Al contempo un appello firmato da più di 500 sindacalisti e organizzazioni sindacali francesi invita alla mobilitazione generale; sull’appello si legge: “….da parte nostra, lo diciamo senza mezzi termini, il disegno di legge non è né modificabile, né negoziabile, e solo il suo ritiro, definitivo e totale, si impone come soluzione… Il 31 marzo, infine, all'ordine del giorno ci sarà lo sciopero… L’unico modo che abbiamo per vincere e piegare il governo, è bloccare l'economia... E per bloccare l'economia, il primo passo è quello di condurre con successo lo sciopero del 31 marzo …La riduzione dell'orario di lavoro a 32 ore settimanali, senza riduzioni salariali, senza flessibilità, senza sconti o prese in giro….Noi ci impegnano a sottoporre tutto ciò alla discussione con i nostri colleghi, sul posto di lavoro, nelle nostre strutture sindacali, nei coordinamenti inter-sindacali ai quali partecipiamo…. Al di là dell’appartenenza sindacale, chiediamo loro di aderire a questo appello, di proporne l’adesione alla loro struttura sindacale… E’ insieme che andiamo alla lotta, è insieme che vinceremo!”.
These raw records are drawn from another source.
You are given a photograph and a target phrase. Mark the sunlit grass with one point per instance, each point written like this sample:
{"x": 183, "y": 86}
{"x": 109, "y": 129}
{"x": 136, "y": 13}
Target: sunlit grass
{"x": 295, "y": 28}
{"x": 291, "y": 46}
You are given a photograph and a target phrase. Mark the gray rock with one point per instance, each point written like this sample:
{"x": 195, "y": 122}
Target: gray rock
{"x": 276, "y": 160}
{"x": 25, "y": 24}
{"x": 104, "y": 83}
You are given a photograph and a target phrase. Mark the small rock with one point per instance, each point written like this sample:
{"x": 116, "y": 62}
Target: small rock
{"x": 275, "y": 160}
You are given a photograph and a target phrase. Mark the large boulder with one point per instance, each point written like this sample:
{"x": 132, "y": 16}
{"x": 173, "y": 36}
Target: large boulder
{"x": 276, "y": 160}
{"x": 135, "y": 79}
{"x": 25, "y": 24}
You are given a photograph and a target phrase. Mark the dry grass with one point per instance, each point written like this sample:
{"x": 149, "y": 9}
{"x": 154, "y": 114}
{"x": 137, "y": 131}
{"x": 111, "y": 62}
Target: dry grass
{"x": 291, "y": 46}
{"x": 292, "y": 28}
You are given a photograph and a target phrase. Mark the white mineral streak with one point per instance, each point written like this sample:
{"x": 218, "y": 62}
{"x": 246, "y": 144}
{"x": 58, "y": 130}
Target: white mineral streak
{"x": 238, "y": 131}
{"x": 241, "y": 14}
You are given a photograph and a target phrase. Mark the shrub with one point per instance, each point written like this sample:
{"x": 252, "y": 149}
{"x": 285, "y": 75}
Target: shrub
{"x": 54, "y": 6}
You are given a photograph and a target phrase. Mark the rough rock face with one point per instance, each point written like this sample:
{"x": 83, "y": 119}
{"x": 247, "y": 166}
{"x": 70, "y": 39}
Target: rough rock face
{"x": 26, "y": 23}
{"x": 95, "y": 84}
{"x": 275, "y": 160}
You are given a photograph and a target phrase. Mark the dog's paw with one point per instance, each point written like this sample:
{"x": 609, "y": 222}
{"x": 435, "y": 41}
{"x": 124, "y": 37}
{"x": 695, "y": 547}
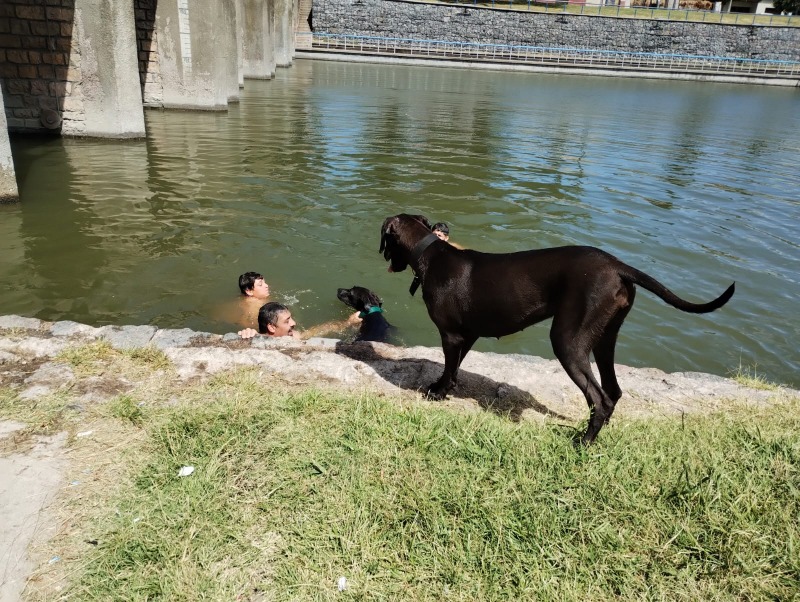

E’ necessario uno sciopero generale prolungato fino al ritiro definitivo della riforma e per arrivare a questo è necessario che entri quale protagonista principale nella lotta, in modo deciso e unitario, la classe operaia, che ha nelle sue mani i settori principali dell’economia. In questo modo, la classe operaia, fermando la produzione economica, e unita ai lavoratori e alle lavoratrici degli altri settori e agli studenti, potrà fermare tutta la Francia, potrà costringere i sindacati ad appoggiare la lotta ad oltranza, scacciando le vecchie organizzazioni burocratiche sindacali e politiche che collaborano con i padroni, per sostituirle con le organizzazioni indipendenti che sostengono la lotta del popolo francese fino alla capitolazione del governo e al ritiro dei provvedimenti contro i lavoratori.